Punição Portuguesa

 “Eu escrevo para me organizar. Me perceber como a minúscula peça do grande quebra cabeça que é o mundo. Escrevo para ver minhas mãos mexerem, derramar-me nas páginas, me contorcer do avesso, me permitir ser vulnerável. Eu escrevo pra fluir. Para tentar enxergar alguma linha a ser seguida no emaranhado de fios de lã que cercam e embolam meus pés. “

Todo autor tem uma resposta padrão para quando perguntam por que ele escreve. Apresento-lhe a minha. Apesar dessa pergunta ser tão frequente a ponto de geralmente exigir que um escritor sempre carregue na manga uma resposta, essa pergunta sempre me mexe buracos negros que ainda não foram explorados. Ela dá uma pontada no estômago. Uma pontada tão rápida que frequentemente confundo com a indigestão da pipoca que comi, ou da cerveja que tomei. Rapidamente, eu solto, de prontidão, a resposta pronta que elaborei ao longo dos anos. Pronto, a pontada se esvai. Respondo de uma forma clara e genérica o suficiente para que o assunto se encerre ali, mas íntima o bastante para que a pessoa não me ache indelicada. 
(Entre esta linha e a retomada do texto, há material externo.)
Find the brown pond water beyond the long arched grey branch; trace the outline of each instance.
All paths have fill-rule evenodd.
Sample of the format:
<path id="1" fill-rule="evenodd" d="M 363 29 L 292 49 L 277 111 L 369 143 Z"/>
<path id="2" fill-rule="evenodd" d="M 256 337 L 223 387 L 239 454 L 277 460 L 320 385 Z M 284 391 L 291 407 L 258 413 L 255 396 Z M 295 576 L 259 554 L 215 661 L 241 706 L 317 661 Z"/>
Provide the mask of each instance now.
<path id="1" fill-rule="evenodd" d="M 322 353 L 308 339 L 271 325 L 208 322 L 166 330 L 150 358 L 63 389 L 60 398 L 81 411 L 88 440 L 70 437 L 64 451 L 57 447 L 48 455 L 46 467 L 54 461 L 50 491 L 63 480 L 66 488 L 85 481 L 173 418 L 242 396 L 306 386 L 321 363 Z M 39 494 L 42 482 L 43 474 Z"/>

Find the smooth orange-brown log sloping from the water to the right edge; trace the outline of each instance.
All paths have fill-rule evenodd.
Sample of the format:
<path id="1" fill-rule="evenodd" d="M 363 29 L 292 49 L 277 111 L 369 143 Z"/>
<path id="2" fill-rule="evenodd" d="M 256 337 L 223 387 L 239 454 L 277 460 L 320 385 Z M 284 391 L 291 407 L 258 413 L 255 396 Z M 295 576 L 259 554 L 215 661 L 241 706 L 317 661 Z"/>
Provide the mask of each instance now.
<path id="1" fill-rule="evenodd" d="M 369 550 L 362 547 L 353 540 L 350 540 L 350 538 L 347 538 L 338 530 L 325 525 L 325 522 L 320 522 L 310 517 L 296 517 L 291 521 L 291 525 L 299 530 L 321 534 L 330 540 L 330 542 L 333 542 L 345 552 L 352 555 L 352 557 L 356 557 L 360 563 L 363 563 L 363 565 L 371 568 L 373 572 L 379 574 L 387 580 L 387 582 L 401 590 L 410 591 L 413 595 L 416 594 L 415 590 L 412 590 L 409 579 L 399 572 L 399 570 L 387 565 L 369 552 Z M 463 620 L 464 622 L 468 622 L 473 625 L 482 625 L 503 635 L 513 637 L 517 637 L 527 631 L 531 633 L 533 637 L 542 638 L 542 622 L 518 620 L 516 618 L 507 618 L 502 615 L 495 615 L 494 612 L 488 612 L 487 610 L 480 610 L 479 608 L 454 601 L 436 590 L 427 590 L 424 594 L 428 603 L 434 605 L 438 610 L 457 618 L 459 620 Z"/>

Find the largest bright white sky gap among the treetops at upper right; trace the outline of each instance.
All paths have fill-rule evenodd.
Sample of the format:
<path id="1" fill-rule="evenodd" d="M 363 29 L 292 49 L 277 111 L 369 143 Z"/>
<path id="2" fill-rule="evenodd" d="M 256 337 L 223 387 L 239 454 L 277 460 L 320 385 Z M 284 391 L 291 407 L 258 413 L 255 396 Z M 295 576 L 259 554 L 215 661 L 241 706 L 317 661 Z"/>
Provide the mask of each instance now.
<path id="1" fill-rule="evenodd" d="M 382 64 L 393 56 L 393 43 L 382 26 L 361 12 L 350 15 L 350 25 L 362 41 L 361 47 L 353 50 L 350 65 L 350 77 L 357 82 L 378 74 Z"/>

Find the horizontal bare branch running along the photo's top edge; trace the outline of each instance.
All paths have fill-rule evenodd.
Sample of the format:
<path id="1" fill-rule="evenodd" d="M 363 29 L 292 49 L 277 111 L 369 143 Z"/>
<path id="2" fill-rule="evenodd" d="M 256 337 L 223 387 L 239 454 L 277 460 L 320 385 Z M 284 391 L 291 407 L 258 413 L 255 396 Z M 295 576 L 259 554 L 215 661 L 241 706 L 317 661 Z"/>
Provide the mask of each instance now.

A verdade, escondida e fragmentada por toda a extensão do meu âmago, juntamente dos choros sem significado e ambições não ditas, é que não sei por que escrevo. Sei que as palavras escapam pelos meus dedos quase como se tivessem vida própria. Sei que as frases, períodos e acentos se encaixam perfeitamente como se conversassem entre si e eu fosse uma mera transcritora. Não, não uma mera transcritora. Uma transcritora incrível, capaz de entender e dar significado à conversa e, esperançosamente, transmitir a outras pessoas. Minha transcrição dos meus próprios escritos é tão boa que, às vezes, sinto que sou parte deles. Como se eu, em toda a minha pequena existência de quebra-cabeça, fosse um texto por completo. Como se eu, Silvia, fosse uma palavra inteira, de vogais e consoantes, sílabas e hiatos, signos e significados. Cuidadosamente planejada dentro de um livro científico ou rabiscada displicentemente na margem de um caderno. Esses são os dias bons.

 Nos dias ruins, a gramática me foge, me expulsando da língua brasileira. Somos irmãs discutindo pela luz acesa no quarto compartilhado. Somos namoradas que brigam por quem deveria ter lembrado de molhar as plantas. A língua se fecha contra mim, em um filme de bang bang onde eu sou a forasteira e o Português o caubói. Ela saca a pistola e atira, acertando-me bem no peito. Nem um milímetro errado. Ela me repreende e me chama de criança pequena; diz que não passei nos requisitos e que infelizmente não posso fazer parte do grupo de brasileiros ali presentes. Ela conta meus erros e diz que sou impura; incapaz de absorvê-la em toda sua beleza e imensidão. A língua me abole, em todos os meus “outdoors”, “fast-foods”, “Taylor Swifts”. 

Ela me pune. Ela se renega, como se dissesse “ei, você que começou com isso primeiro”, e se esvai de minha mente. Me impede de usá-la. Ela é minha mãe, fala que deveria dar mais atenção a ela. Que esse tipo de coisa não se faz com a mãe da gente. Ela me xinga em alto e bom som, diz que preciso urgentemente nesse preciso momento deixar de criar metáforas para responder quando me perguntam por que escrevo e comece a usá-la, de fato, para escrever. Diz que sou procrastinadora. Diz que tudo bem se ela for uma parte do avesso que carrego em mim. Que tudo bem se ela for a linha que me dá cadência. Em dias como esse, a língua estala os dedos na minha frente, me empurra para fora do ninho e me diz sem rodeios que não sou palavra nenhuma. Isso é balela de escritor. Ela aponta para um espelho e diz que eu sou eu. Um ser humano. Mas que isso não diminui meu valor. Como ela, minha importância vem da pequena parte de quebra-cabeça que sou: brasiliense e mineira. Brasileira. Mulher. Latinoamericana.